Client Alerts  - Immigration June 09, 2026

Federal Judge Rules the Pause in Adjudication of Immigration Benefits for Citizens of Travel Ban Countries Is Unlawful

Judge's gavel over US immigration paperwork

Travel Bans, However, Remain In Place

On June 5th, 2026, the U.S. District Court for the District of Rhode Island ruled that the United States Citizenship and Immigration Services’ (USCIS) pause on adjudicating immigration benefits for individuals from 38 countries listed in the Trump administration’s travel ban is unlawful. In his ruling, Judge John J. McConnell, Jr. stated that USCIS exceeded its authority, failed to adequately explain the shift in policy and used pretextual national security concerns to justify its actions. Specifically, he stated that USCIS’s brief explanation, which vaguely prioritized national security concerns over the burden of processing delays for individuals with pending work permit, green card and citizenship requests, was insufficient.

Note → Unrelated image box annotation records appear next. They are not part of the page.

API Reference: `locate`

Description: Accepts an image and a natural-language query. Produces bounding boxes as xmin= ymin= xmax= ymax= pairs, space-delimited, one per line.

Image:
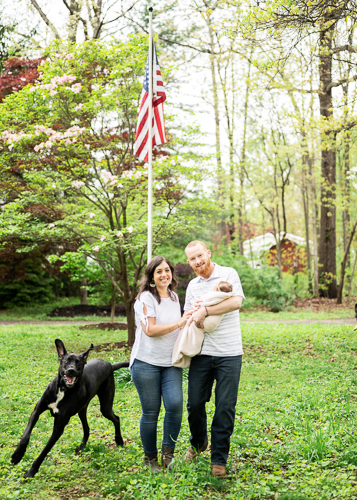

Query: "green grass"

xmin=241 ymin=308 xmax=355 ymax=321
xmin=0 ymin=324 xmax=357 ymax=500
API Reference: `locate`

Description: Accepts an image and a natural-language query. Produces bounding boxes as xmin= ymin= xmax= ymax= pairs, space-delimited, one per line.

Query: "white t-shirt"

xmin=184 ymin=264 xmax=245 ymax=356
xmin=130 ymin=292 xmax=181 ymax=366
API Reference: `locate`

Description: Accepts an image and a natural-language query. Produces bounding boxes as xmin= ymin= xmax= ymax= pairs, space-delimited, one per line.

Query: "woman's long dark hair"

xmin=137 ymin=255 xmax=177 ymax=304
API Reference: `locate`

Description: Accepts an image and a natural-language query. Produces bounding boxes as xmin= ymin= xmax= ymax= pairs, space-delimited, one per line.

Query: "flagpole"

xmin=148 ymin=7 xmax=153 ymax=263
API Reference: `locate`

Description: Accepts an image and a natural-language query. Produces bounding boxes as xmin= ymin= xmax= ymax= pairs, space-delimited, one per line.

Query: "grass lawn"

xmin=0 ymin=324 xmax=357 ymax=500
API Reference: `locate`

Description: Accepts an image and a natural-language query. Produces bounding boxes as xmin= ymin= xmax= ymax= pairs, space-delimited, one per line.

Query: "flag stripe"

xmin=134 ymin=44 xmax=167 ymax=161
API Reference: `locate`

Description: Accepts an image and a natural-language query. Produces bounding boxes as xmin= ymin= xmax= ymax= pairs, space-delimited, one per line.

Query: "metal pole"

xmin=148 ymin=7 xmax=153 ymax=263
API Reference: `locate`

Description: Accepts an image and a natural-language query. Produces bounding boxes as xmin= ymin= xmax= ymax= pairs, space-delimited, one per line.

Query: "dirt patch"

xmin=93 ymin=340 xmax=128 ymax=352
xmin=47 ymin=304 xmax=126 ymax=318
xmin=79 ymin=321 xmax=128 ymax=330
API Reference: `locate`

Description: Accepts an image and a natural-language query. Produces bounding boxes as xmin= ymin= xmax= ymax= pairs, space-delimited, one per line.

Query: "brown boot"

xmin=211 ymin=465 xmax=227 ymax=479
xmin=145 ymin=452 xmax=161 ymax=472
xmin=183 ymin=443 xmax=208 ymax=462
xmin=161 ymin=444 xmax=175 ymax=471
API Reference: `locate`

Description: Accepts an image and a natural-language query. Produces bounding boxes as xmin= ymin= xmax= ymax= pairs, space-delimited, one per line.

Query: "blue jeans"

xmin=187 ymin=355 xmax=242 ymax=466
xmin=131 ymin=359 xmax=183 ymax=454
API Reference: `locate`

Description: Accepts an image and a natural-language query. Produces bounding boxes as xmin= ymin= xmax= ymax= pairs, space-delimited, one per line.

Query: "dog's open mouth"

xmin=63 ymin=375 xmax=77 ymax=387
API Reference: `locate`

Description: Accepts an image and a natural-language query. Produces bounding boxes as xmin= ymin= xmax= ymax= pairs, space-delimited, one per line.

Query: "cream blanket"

xmin=172 ymin=292 xmax=233 ymax=368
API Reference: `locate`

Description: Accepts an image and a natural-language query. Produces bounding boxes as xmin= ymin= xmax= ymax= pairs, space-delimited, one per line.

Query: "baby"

xmin=211 ymin=281 xmax=233 ymax=293
xmin=172 ymin=281 xmax=233 ymax=368
xmin=192 ymin=281 xmax=233 ymax=333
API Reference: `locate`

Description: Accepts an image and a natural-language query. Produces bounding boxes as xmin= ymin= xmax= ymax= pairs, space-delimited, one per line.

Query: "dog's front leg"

xmin=24 ymin=417 xmax=70 ymax=478
xmin=11 ymin=396 xmax=47 ymax=465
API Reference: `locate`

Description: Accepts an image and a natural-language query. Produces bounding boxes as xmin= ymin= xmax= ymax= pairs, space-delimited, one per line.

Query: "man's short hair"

xmin=185 ymin=240 xmax=208 ymax=252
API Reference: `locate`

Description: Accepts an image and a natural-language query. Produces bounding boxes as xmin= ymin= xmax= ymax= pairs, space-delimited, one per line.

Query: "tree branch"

xmin=31 ymin=0 xmax=61 ymax=40
xmin=323 ymin=75 xmax=357 ymax=92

Judge McConnell cited the administration’s attempt to invoke INA § 1182(f), which allows the President to suspend the entry of certain aliens whose presence in the U.S. may be detrimental to national interests. He stated that while this statute provides authority to restrict the entry of noncitizens, it does not permit the federal government to halt the adjudication of immigration benefits for those already present in the U.S. The ruling also declared other recent policies unlawful, including a hold on all pending asylum applications for individuals from travel- ban countries, as well as USCIS efforts to re-review and weigh country-specific factors to already-approved immigration benefit requests. Judge McConnell said that when each of these policies were implemented, USCIS deviated from required rulemaking procedures.

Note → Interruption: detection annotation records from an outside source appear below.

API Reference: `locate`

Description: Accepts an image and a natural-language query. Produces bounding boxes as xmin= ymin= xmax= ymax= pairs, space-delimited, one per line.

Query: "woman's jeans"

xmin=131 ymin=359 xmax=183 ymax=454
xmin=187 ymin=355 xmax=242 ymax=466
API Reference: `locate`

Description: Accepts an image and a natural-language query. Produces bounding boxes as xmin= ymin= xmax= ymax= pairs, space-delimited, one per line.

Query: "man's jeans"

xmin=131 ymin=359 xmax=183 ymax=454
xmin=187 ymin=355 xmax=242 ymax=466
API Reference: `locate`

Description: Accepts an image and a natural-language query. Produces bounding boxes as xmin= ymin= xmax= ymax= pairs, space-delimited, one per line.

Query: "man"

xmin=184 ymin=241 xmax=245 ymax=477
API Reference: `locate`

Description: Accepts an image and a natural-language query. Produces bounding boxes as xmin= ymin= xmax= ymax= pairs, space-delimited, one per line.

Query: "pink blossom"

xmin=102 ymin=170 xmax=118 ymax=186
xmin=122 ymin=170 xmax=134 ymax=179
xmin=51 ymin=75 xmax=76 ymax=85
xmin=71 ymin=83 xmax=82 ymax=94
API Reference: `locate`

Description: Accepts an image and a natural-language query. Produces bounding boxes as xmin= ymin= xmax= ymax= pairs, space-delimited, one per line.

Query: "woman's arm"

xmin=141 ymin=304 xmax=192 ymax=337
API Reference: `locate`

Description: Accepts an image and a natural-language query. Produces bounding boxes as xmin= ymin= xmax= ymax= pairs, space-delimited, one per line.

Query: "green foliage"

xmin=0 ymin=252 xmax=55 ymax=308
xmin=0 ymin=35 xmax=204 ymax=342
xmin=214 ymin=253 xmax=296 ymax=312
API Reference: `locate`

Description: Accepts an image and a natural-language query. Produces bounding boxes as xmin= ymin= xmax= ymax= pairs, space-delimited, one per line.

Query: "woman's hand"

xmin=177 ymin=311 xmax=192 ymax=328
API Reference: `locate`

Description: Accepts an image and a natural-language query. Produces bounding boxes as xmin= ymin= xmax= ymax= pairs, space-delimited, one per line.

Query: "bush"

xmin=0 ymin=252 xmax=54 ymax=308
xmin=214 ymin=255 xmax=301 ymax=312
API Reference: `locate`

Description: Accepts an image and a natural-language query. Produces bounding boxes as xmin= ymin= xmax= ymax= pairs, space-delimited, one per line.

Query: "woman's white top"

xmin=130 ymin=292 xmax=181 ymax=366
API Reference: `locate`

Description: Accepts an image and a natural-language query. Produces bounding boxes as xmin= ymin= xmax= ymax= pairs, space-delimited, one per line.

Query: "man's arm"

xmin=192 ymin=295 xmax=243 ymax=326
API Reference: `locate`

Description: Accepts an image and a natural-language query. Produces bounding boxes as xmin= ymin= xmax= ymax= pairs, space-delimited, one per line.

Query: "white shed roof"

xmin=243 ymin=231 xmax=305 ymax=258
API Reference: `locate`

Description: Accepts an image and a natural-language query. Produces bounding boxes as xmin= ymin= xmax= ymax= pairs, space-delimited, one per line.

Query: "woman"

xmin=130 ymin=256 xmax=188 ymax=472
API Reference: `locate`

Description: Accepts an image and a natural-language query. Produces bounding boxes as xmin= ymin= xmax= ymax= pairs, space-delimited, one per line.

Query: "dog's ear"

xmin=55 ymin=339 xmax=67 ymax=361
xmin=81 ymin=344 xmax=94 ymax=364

Note that while the processing of immigration benefits for individuals who are from the affected travel ban countries and are presently in the U.S. will continue, the actual travel bans remain in place. Travel bans initially went into effect on June 4, 2025 and were expanded on December 16, 2025. Below is a list of the affected countries and their varying degrees of travel restrictions:

Full Ban:

  • Afghanistan
  • Burkina Faso
  • Burma
  • Chad
  • Republic of the Congo
  • Equatorial Guinea
  • Eritrea
  • Haiti
  • Iran
  • Libya
  • Laos
  • Mali
  • Niger
  • Sierra Leone
  • Somalia
  • South Sudan
  • Sudan
  • Syria
  • Yemen

Partial Ban (B-1, B-2. B-1/B-2, F, M, J Non-Immigrant Visas):

  • Angola
  • Antigua and Barbuda
  • Benin
  • Burundi
  • Cote d’Ivoire
  • Cuba
  • Dominica
  • Gabon
  • The Gambia
  • Malawi
  • Mauritania
  • Nigeria
  • Senegal
  • Tanzania
  • Togo
  • Tonga
  • Venezuela
  • Zambia
  • Zimbabwe

The December 2025 expansion did not include an exception for individuals who qualify as immediate relatives. This means that while submissions[PL1.1] of Form I-130, Petition for Alien Relative filed on behalf of a spouse, sibling or child residing in one of the affected countries will likely be adjudicated, the immediate relative beneficiary will not be able to enter the U.S. on an immigrant visa until there is a revision to the travel ban.

The federal government may attempt to challenge this decision by filing an appeal. In the interim, while individuals from each of the affected countries who are presently in the U.S. and who have pending non-immigrant and family-based immigrant petitions should expect some movement on their cases, backlogs are likely to continue to delay the rendering of case decisions. Individuals from the countries subject to a full travel ban continue to be advised to not attempt entry into the U.S. until the travel bans are lifted.